Reivew of INE’s — Junior PenTester (eJPT) Learning Path/Certification
In the current world of remote working and as even more businsess switch over to cloud based infrastrucuture, there’s never been a better time to improve your cybersecurity skills. Or, at the very least start learning the basics.
While there are 1000s of hours of free resources online, alongside video content on places like Youtube. It has become harder to navigate the landscape and figure out exactly where to start learning. Even harder still, are the various different certifications that exist, each with different requirements and skills.
Just to illustrate the point, the above link contains a roadmap for certifications necessary to specialise in a specific field of cybersecurity.
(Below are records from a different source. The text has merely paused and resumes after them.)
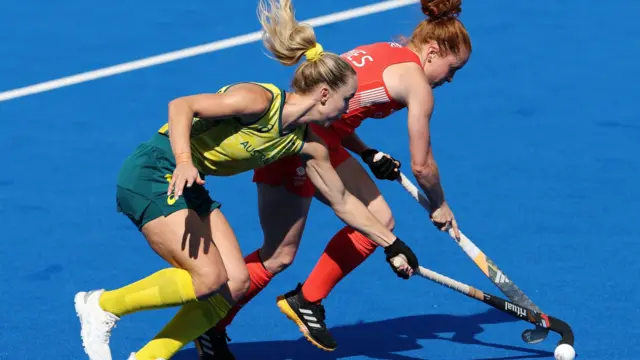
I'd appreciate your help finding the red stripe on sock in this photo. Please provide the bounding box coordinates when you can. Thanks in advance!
[302,226,378,302]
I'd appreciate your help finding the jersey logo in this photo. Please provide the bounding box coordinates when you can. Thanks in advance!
[164,174,178,205]
[256,124,275,133]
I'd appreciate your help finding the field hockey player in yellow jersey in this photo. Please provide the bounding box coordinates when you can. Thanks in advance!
[74,0,418,360]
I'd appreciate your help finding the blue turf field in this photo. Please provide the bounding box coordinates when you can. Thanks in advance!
[0,0,640,360]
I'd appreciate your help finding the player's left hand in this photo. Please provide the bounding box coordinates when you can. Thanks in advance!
[431,201,460,239]
[384,239,420,279]
[360,149,401,180]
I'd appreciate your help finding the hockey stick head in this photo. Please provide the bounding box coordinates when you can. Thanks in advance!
[548,316,575,346]
[522,313,575,346]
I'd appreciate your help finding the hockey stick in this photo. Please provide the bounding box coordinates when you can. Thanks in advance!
[397,173,549,344]
[392,255,574,347]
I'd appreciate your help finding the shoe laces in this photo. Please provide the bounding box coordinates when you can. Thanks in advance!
[100,316,116,344]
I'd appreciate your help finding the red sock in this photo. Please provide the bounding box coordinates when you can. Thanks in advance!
[216,250,274,332]
[302,226,378,302]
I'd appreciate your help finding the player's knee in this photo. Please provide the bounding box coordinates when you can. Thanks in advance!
[263,246,298,275]
[191,265,229,298]
[228,268,251,301]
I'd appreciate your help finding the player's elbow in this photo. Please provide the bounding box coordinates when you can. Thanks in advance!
[411,161,437,178]
[168,97,191,118]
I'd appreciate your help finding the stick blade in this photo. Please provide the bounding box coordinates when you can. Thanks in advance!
[522,327,549,344]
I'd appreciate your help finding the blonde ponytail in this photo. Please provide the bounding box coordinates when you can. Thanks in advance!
[258,0,356,93]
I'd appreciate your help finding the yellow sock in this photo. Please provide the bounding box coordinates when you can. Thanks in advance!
[136,294,231,360]
[100,268,196,317]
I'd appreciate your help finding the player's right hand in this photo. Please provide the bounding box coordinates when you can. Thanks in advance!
[167,161,204,200]
[384,238,420,279]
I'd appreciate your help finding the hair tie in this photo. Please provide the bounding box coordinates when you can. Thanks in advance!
[304,43,324,61]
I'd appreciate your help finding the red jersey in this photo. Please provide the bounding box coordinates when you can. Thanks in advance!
[332,42,422,137]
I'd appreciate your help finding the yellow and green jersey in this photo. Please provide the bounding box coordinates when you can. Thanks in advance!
[159,83,307,176]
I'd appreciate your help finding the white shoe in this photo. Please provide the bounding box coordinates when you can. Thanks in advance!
[127,353,165,360]
[74,290,120,360]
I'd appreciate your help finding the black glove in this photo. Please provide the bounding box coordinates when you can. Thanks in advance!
[384,238,420,279]
[360,149,400,180]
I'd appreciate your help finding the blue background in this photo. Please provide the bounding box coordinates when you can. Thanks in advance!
[0,0,640,360]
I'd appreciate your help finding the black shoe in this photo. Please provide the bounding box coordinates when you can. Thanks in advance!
[194,328,236,360]
[277,284,338,351]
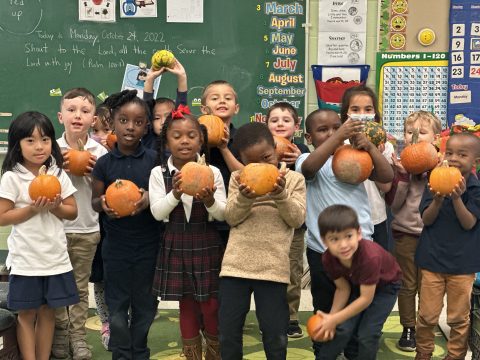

Therefore, in today’s blog post, I’m going to review a good starting point to CyberSecurity and that is INE’s eJPT Certifiation and by extension its associated learning path.
Overview of the Learning Path
The INE’s eJPT learning path is designed for beginners and consists of 3 courses: Penetration Testing Prerequisites; Penetration Testing: Prelimary Skills and Programming; and Penetration Testing Basics.
The first course, Penetration Testing Prerequisites covers the basic concepts of networking, and HTTP Standards. It will also cover how to analyse packets using a network packet analysis tool Wireshark.
The 2nd course Penetration Testing: Prelimary Skills and Programming covers the basics of Python, C++, Bash and Command Line Programming. There are a few small exercises as well to encourage you to code up a small program.
The 3rd course Penetration Testing Basics covers all the basic pentesting tools such as NMAP, Nessus, Dirbuster, sqlmap, JohnTheRipper, Hydra and Metasploit.
Now that we have an overview of the different course content, let’s take a look at the good and bad aspects about the content.
Good
Covers a broad variety of topics, and the very basics that any pentester will need to know. However, it isn’t overly broad like the SSCP which covers media distruction and shredding standards, etc.
It also introduces the most basic types of web vulnerability such as XSS and SQL injection. As well as tools that help leverage the vulnerabilities, for example sqlmap.
Most importantly, the course allows you to start virtual machines that you can connect over vpn to test out what you’ve learned. For example, the course would introduce a login brute force tool, Hydra, and in the lab lession you’ll be able to test Hydra on a machine. Solutions, are also included if you’re not able to figure out how use the pentest tool.
There are also 3 black boxes at the end of all the 3rd and final course to test everything that’s been covered. This forces you to utilise every pentesting tool and trick that you’ll pickup throughout the courses.
Bad
For a beginner learning path, overall, I don’t have much to criticise. The only thing worth mentioning is the 2nd course about programming seems a little uncessary.
There’re plenty of online resources dedicated to programming and adding in a small course isn’t going to make someone a genius overnight. Now to be fair, this doesn’t seem to be the point. As the course seems to be designed for people without a degree or prior knowledge in the computer sciend field.
The 2nd course doesn’t have many exercises to test your programming skills, and furthermore it’s not covered in the exam. Speaking of exam…
The Exam
The exam is simply designed to test your knowledge of networking (i.e. adding routes to your route table) as well as the pentesting tools covered in the course. You’ll be given 3 days, to answer the exam questions. However, I was able to finish the exam in a single day.
As for costs, the exam was $200 USD if you utilised INE’s free starter pass, or I believe included with your INE subscription.
Difficulty wise, I would say it was more than I expected, but less than the Black Boxes. There will be no special tricks like those utilised in the Black Boxes.
Conclusions
Overall, I had a pretty good experience with the courses. Ignoring the 2nd course on programming, the 1st course and 3rd course were pretty good. I especially liked having lab machines that you can connect to and practice pentesting tools against. Truth be told, it’s simple enough to setup your own DVWA (Damn Vulnerable Web Application) and lab in VirtualBox, however, having a machine setup by the providers of the course just makes things simplier.
If you’re still on the fence about the course or exam, note that the course content can be access for free with INE’s starter pass. Now there’s no excuses to get started learning about all the basics on CyberSecurity.